The circumstances surrounding this decision were that Robert B. Surrick, through his counsel, James Eiseman and Robert J. Hoelscher for the firm of Drinker, Biddle and Reath, obtained an order from Justice McDermott which allowed him to file the removal petition under seal. The parties apparently thought it necessary, in view of the rule of confidentiality required by Article 5, Section 18(h)*fn4 and Section 3334 of the Judicial Code, 42 Pa.C.S. § 3334,*fn5 to file

[ 504 Pa. Page 31]

    the petition under seal apparently because certain of the allegations and exhibits were protected by the confidentiality rule relating to a pending matter before the Judicial Inquiry and Review Board. The filing of the petition was refused at the direction of the Chief Justice and a telephone conference was scheduled and held with all Justices participating. The majority concluded, without any information as to the substance or nature of the complaint, that the petitioner would be foreclosed from any consideration.

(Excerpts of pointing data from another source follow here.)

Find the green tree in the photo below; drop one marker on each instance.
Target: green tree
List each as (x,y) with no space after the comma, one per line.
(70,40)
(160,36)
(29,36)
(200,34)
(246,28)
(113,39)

At the outset of the Court's deliberation on this subject, objection was made to the participation of Mr. Justice Larsen. The basis of that objection is Article 5, Section 18(i) of the Pennsylvania Constitution which prohibits, without qualification, a justice from participating "in any proceeding involving his suspension, removal, discipline or compulsory retirement." It was argued in support of the refusal of Mr. Justice Larsen to recuse himself that it was not apparent the matter under consideration was related to the charges currently pending before the Judicial Inquiry and Review Board against Justice Larsen. In view of all of the information that has been made public through the media and through prior applications to this Court, it is ludicrous to suggest that it was not absolutely obvious that the Petition for Removal was a request in connection with the Larsen inquiry.

Moreover, as to the decision of the majority, we merely need to cite this Court's recent decision in Boyle v. O'Bannon, supra, wherein in an opinion authored by Justice Larsen, a majority of the Court agreed with the language quoted at 500 Pa. page 185, 458 A.2d 183:

"'For more than a century the central meaning of procedural due process has been clear: "parties whose rights are to be affected are entitled to be heard . . ." Baldwin v. Hale, 1 Wall 223, 233, 17 L.Ed. 531, 534' [(1864)].'

[ 504 Pa. Page 32]

Fuentes v. Shevin, 407 U.S. 67, 92 S.Ct. 1983 [32 L.Ed.2d 556] (1972)."

Although at that time I did not believe those principles were applicable to the case then before the Court,*fn6 its applicability here is unquestioned. In Boyle the petitioner's papers were allowed to be filed and were considered by the Court. The question there was the right of the Court to summarily dispose of the matter prior to service and responsive pleading. Here Mr. Surrick is being prevented at the door of the courthouse from even articulating the basis of his complaint. Such constraint by a judicial body is frightening.

*fn1 It is to be noted that the Petitioner who seeks this relief is only one member out of the entire Board.

*fn2 This is not a situation in which an injured party is being denied access to our courts. To the contrary, it is an attempt by a single member in the minority to circumvent the views of the majority.

All papers filed with and proceedings before the Judicial Inquiry and Review Board shall be confidential but upon being filed by the board in the Supreme Court, the record shall lose its confidential character.

*fn1 Article 1, § 11 of the Pennsylvania Constitution states in pertinent part:

All courts shall be open; and every man for an injury done him in his lands, goods, person or reputation shall have remedy by due course of law, and right and justice administered without sale, denial or delay.

See also Wolff v. McDonnell, 418 U.S. 539, 94 S.Ct. 2963, 41 L.Ed.2d 935 (1974); United States v. Kras, 409 U.S. 434, 93 S.Ct. 631, 34 L.Ed.2d 626 (1973) (a due process right of access to the courts exists when fundamental interests are present and the State has exclusive control over "the adjustment of [the] legal relationship[s]" involved.)

U.S. Const. art. V, § 18(i).

Pa. Const. art. V, § 18(h).

*fn6 Boyle v. O'Bannon, supra (Nix, J., dissenting).